Es en este escenario de crecimiento donde volcamos toda nuestra energía, mente y corazón. Ese esfuerzo refleja hambre, determinación, la ambición legítima de construir un futuro. Pero al concentrarnos tanto en escalar la montaña de nuestras aspiraciones, la montaña termina absorbiéndonos. Cada paso se vuelve una obligación, cada logro una métrica, y cuando intentamos reconocernos, todo lo que vemos es la pendiente que aún falta por subir.

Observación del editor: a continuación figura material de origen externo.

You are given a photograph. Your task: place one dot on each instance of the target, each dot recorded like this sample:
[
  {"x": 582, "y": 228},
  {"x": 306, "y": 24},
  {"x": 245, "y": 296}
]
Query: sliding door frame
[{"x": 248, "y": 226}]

Entonces surge una pregunta: cuando alguien dice algo sobre nosotros (una virtud, un cambio, una nueva actitud), ¿realmente lo reconocemos? ¿O nos damos cuenta de que nunca lo habíamos notado? Es como si los demás estuvieran más atentos a nuestra evolución que nosotros mismos. Y ahí radica el verdadero valor de estar presente: no en detener el progreso, sino en acompañarlo con conciencia.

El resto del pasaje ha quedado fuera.